На одном из центральных бульваров — из тех, что застроены пекинскими ЦУМами, я увидел праздничную выставку. На 56 больших кусках шелка были напечатаны фотографии представителей 56 национальностей, населяющих КНР. Группы людей в нацкостюмах были живописно расставлены фотографом Чен Хайвенем на улицах деревень или берегах водоемов. Там, где глаз фотохудожника не находил дома с резными наличниками или горной гряды для фона, в качестве задника использовался кусок натянутой на раму тряпки. Крестьяне и крестьянки — некоторые в гриме и с наманикюренными длинными ногтями — улыбались в камеру и радовались жизни.
Одна из картинок мне понравилась больше других. В ее левом углу стояли два мощных мужика с вывалившимися за пределы странных костюмов животами и добродушными улыбками на высеченных из камня лицах. Остальное пространство занимали кони, а также женщины и дети в национальных овчинных тулупах и меховых малахаях.
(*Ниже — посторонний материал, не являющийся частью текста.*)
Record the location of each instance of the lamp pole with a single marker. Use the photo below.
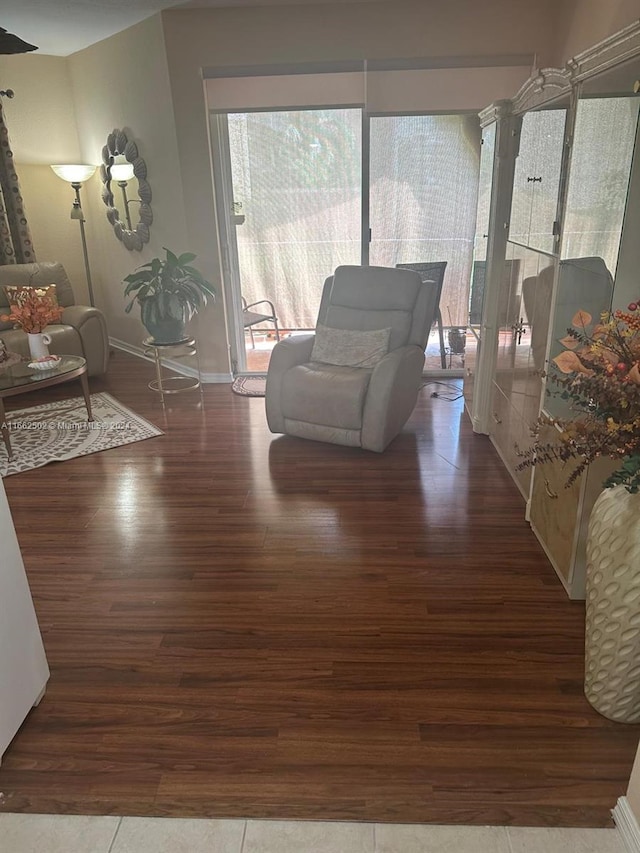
(76, 213)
Это были монголы, титульная нация района Внутренняя Монголия. Вспомнился Пелевин и его «Чапаев и пустота». У него, Пелевина, точно что-то было про Внутреннюю Монголию. Вечером, в гостиничном интернете я разыскал слова барона Юнгерна: «Внутренняя Монголия называется так не потому, что она внутри Монголии. Она внутри того, кто видит пустоту, хотя слово «внутри» здесь совершенно не подходит. И никакая это на самом деле не Монголия, просто так говорят. Что было бы глупей всего, так это пытаться описать вам, что это такое. Поверьте мне на слово хотя бы в одном — очень стоит стремиться туда всю жизнь. И не бывает в жизни ничего лучше, чем оказаться там».
Значит, подумал я, надо там оказаться. Тем более что был еще один резон — весьма далекий, впрочем, от пелевинского абсурда. Во Внутренней Монголии снималась «Урга», не самый мой любимый фильм Михалкова, но фильм с самой красивой натурой.
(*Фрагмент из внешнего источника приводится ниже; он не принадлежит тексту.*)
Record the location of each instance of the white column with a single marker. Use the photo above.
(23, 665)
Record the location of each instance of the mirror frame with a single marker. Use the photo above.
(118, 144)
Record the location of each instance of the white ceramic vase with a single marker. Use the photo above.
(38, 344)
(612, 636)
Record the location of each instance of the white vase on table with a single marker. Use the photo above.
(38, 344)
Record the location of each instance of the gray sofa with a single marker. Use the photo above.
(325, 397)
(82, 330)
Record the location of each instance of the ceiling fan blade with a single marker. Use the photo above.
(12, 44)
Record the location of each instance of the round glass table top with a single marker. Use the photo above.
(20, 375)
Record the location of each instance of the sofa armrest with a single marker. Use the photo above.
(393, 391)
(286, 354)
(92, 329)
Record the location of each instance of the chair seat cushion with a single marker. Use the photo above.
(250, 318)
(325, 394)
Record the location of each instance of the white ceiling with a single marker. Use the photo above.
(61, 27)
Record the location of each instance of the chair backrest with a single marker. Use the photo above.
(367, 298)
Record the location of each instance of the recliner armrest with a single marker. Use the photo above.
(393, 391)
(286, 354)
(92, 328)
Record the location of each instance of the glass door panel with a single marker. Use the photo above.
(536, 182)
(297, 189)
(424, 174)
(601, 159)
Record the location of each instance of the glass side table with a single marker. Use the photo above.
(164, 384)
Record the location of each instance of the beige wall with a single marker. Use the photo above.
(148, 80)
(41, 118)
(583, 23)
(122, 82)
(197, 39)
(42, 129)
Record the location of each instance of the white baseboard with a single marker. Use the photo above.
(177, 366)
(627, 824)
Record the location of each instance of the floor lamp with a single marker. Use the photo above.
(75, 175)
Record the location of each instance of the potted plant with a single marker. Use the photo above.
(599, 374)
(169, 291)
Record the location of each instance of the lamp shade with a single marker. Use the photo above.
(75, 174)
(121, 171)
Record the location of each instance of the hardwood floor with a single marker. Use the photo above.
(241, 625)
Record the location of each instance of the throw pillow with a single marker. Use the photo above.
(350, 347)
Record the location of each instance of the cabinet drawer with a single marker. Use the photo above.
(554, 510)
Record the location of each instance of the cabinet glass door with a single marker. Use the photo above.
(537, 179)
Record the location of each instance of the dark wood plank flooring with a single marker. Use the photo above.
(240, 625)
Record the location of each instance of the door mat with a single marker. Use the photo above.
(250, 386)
Там же, в интернете, я нашел гостиницу в Хух-Хото, внутренней монгольской столице, и заказал билет на рейс China Air. А еще я поинтересовался погодой и выяснил, что, в отличие от Пекина, где все еще было тепло, в монгольских степях уже где-то около нуля. Во всяком случае, в темное время суток.
В Хух-Хото (или, как это название произносят с четырьмя смысловыми ударениями китайцы «Хухэхаотэ») я прилетел поздно вечером, и захваченный, благодаря прогнозу погоды, пуховый жилет оказался как нельзя кстати — на улице было около семи градусов, и о пекинской легкости в одежде надо было забывать напрочь.
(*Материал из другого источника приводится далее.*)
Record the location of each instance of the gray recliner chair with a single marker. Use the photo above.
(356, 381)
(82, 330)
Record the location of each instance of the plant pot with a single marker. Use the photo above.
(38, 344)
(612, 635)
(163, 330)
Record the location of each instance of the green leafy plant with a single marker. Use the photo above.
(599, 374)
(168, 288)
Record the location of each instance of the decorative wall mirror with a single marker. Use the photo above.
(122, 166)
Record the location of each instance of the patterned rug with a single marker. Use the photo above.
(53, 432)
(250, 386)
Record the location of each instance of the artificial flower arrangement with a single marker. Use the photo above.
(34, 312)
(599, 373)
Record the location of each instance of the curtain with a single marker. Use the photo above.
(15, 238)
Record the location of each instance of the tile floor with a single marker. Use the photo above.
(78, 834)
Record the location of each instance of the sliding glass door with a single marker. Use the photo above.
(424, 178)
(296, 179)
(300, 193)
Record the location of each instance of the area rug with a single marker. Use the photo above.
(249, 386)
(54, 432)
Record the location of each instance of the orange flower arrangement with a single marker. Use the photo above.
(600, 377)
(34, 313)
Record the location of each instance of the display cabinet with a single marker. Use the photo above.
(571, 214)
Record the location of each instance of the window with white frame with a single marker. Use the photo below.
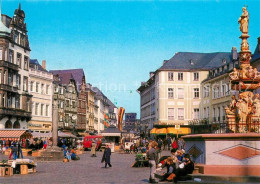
(47, 110)
(180, 76)
(42, 88)
(196, 113)
(170, 76)
(171, 93)
(196, 76)
(18, 59)
(180, 113)
(223, 90)
(170, 113)
(11, 56)
(31, 87)
(37, 87)
(196, 92)
(180, 93)
(42, 106)
(36, 108)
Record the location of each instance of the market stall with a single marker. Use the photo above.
(112, 137)
(15, 134)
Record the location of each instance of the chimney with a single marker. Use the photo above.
(234, 53)
(165, 61)
(151, 74)
(44, 64)
(258, 44)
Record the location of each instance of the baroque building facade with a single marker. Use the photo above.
(40, 86)
(172, 95)
(90, 108)
(82, 107)
(15, 105)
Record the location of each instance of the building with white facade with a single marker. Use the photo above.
(15, 99)
(40, 86)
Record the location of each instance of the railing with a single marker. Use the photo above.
(225, 127)
(8, 65)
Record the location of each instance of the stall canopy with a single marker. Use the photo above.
(14, 134)
(49, 134)
(153, 131)
(170, 130)
(112, 131)
(161, 131)
(183, 130)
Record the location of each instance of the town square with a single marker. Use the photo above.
(130, 91)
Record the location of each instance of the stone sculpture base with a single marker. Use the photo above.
(53, 153)
(225, 154)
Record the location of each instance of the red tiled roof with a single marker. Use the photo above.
(11, 133)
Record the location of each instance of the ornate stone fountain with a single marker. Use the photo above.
(244, 112)
(235, 154)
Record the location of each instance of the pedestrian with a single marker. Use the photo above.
(106, 156)
(181, 143)
(19, 146)
(169, 140)
(93, 149)
(152, 157)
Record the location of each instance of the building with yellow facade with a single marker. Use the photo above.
(173, 93)
(40, 86)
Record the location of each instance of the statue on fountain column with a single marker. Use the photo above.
(243, 21)
(242, 108)
(234, 75)
(231, 109)
(256, 103)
Таксист вез меня по расцвеченным вывесками ночным улицам большого города, я глазел по сторонам и среди мандаринских иероглифов и монгольской вертикальной вязи мог разобрать только резко выделяющиеся буквы KTV, обозначающие караоке-клубы. Их, этих караоке-клубов, было почти столько же, сколько всего остального; кроме латинских букв они выделялись самой яркой рекламой и шеренгами дорогих автомобилей перед входами.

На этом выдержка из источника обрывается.